Young filed a religious discrimination complaint with the California Department of Fair Employment and Housing. Gemini denied the charges, arguing that attending the convention wasn’t a religious requirement and that Young was suspended and terminated for insubordination and failure to follow the company policy requiring documentation to be submitted with leave requests. But the department found for Young, and now an appellate court has upheld the decision.

Failure to Accommodate

The court explained the general rule that an employer must accommodate an employee’s religious beliefs and observances that conflict with an employment requirement, if it’s reasonably possible for the employer to do so without undue hardship.

Attending the convention amounted to a religious observance, as Young believed it was his duty to attend and he and his family had regularly gone in the past. However, Gemini made no attempt to accommodate Young, but instead outright denied the request. Moreover, Gemini did not assert that accommodating Young would have caused hardship.

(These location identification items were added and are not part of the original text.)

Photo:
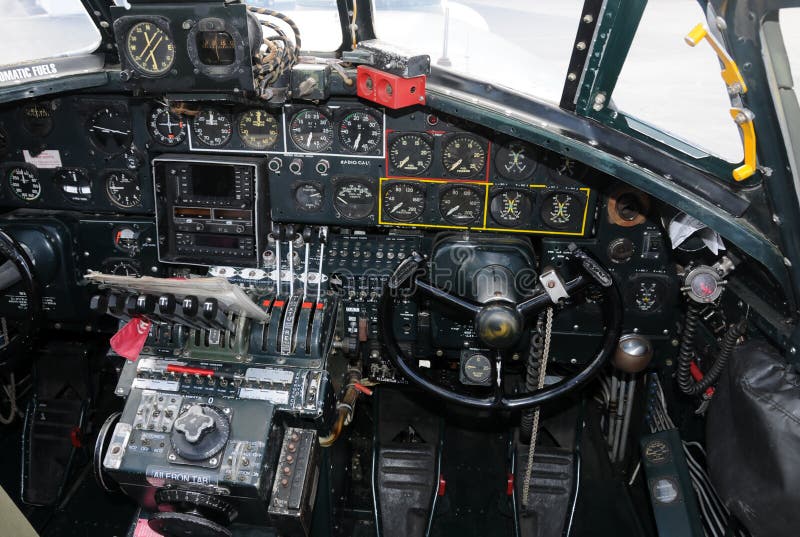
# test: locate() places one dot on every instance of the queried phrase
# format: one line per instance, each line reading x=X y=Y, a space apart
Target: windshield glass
x=61 y=27
x=318 y=20
x=674 y=87
x=521 y=44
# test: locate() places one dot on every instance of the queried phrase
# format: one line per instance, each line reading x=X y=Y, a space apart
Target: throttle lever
x=591 y=266
x=405 y=270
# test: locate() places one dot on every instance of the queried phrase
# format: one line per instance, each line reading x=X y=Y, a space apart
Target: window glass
x=40 y=29
x=790 y=28
x=674 y=87
x=524 y=45
x=318 y=21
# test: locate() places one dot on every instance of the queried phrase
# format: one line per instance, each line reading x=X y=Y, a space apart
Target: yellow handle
x=730 y=72
x=735 y=83
x=744 y=118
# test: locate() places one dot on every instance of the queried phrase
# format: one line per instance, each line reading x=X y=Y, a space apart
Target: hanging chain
x=548 y=332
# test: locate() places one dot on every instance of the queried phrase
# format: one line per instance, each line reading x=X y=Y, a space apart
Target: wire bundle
x=715 y=516
x=281 y=52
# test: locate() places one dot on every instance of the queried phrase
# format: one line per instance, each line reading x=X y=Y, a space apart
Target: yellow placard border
x=487 y=186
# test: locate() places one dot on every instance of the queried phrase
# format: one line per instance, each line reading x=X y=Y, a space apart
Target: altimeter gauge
x=150 y=49
x=166 y=127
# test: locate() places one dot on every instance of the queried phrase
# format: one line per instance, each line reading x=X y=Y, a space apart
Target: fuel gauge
x=126 y=239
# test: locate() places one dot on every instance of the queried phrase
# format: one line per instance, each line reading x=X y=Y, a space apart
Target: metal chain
x=548 y=332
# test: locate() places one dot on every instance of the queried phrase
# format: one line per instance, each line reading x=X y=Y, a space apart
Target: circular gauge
x=477 y=369
x=353 y=199
x=403 y=202
x=461 y=205
x=212 y=127
x=37 y=119
x=150 y=49
x=411 y=154
x=308 y=197
x=516 y=161
x=647 y=295
x=360 y=132
x=560 y=210
x=24 y=183
x=703 y=284
x=74 y=184
x=166 y=127
x=311 y=130
x=258 y=129
x=568 y=168
x=463 y=156
x=110 y=131
x=512 y=208
x=123 y=189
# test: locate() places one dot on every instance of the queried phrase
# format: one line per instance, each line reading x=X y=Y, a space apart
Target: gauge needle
x=104 y=129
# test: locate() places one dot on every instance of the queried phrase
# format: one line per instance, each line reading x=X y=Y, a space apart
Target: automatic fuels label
x=158 y=476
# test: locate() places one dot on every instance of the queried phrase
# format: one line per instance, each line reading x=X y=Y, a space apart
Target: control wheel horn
x=188 y=512
x=499 y=324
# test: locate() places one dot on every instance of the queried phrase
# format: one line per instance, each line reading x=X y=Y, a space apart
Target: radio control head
x=322 y=166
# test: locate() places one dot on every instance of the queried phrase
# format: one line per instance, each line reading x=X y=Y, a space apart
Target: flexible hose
x=685 y=381
x=532 y=376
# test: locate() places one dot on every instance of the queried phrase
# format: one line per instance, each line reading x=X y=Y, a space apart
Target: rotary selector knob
x=194 y=423
x=200 y=432
x=296 y=166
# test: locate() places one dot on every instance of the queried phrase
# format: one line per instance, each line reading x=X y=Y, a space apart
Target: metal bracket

The court rejected Gemini’s argument that Young’s failure to follow company documentation procedures for leave requests was a legitimate basis for taking adverse action against him. The company’s policy was vague, enforced inconsistently, and not communicated to Young. What’s more, Young’s disobedience was triggered by Gemini’s initial failure to accommodate. An employer, said the court, can’t justify terminating an employee for perceived disobedience triggered by the employer’s own violation of the antibias laws.

No Steps to Prevent Discrimination

Finally, the court faulted Gemini for not taking all reasonable steps to prevent discrimination, as California antibias law requires. Reasonable steps may include establishing antidiscrimination policies and procedures as well as promptly investigating discrimination claims to prevent further occurrences, all of which Gemini didn’t do.

How to Avoid Problems

Here are some tips for how you can prevent a similar lawsuit:

     

  1. Offer accommodation. Once an employee informs you of a conflict between job requirements and religious beliefs or observances, you must consider and offer possible accommodations. You don’t have to accept the employee’s proposal if another available option—such as taking the leave at a different time—would allow the person to satisfy religious obligations and minimize your inconvenience.

     

  2. Don’t judge the sincerity of religious beliefs. Courts are usually reluctant to analyze what is a bona fide religion or religious belief or practice, and they don’t want you to do so either. Except in highly unusual situations, the safest course is to take the employee’s word that their religious practices really do conflict with their job obligations.

     

  3. Don’t retaliate. One of Gemini’s biggest mistakes was terminating Young because he protested the failure to accommodate him.

     

  4. Be consistent. When an employee has engaged in a protected activity, such as making an accommodation request, your failure to scrupulously follow company policy can lead to retaliation charges. For example, although Gemini asserted that Young didn’t follow documentation procedures for his leave request, a key factor weighing against Gemini was that any such policy was vague, not communicated to Young, and inconsistently enforced.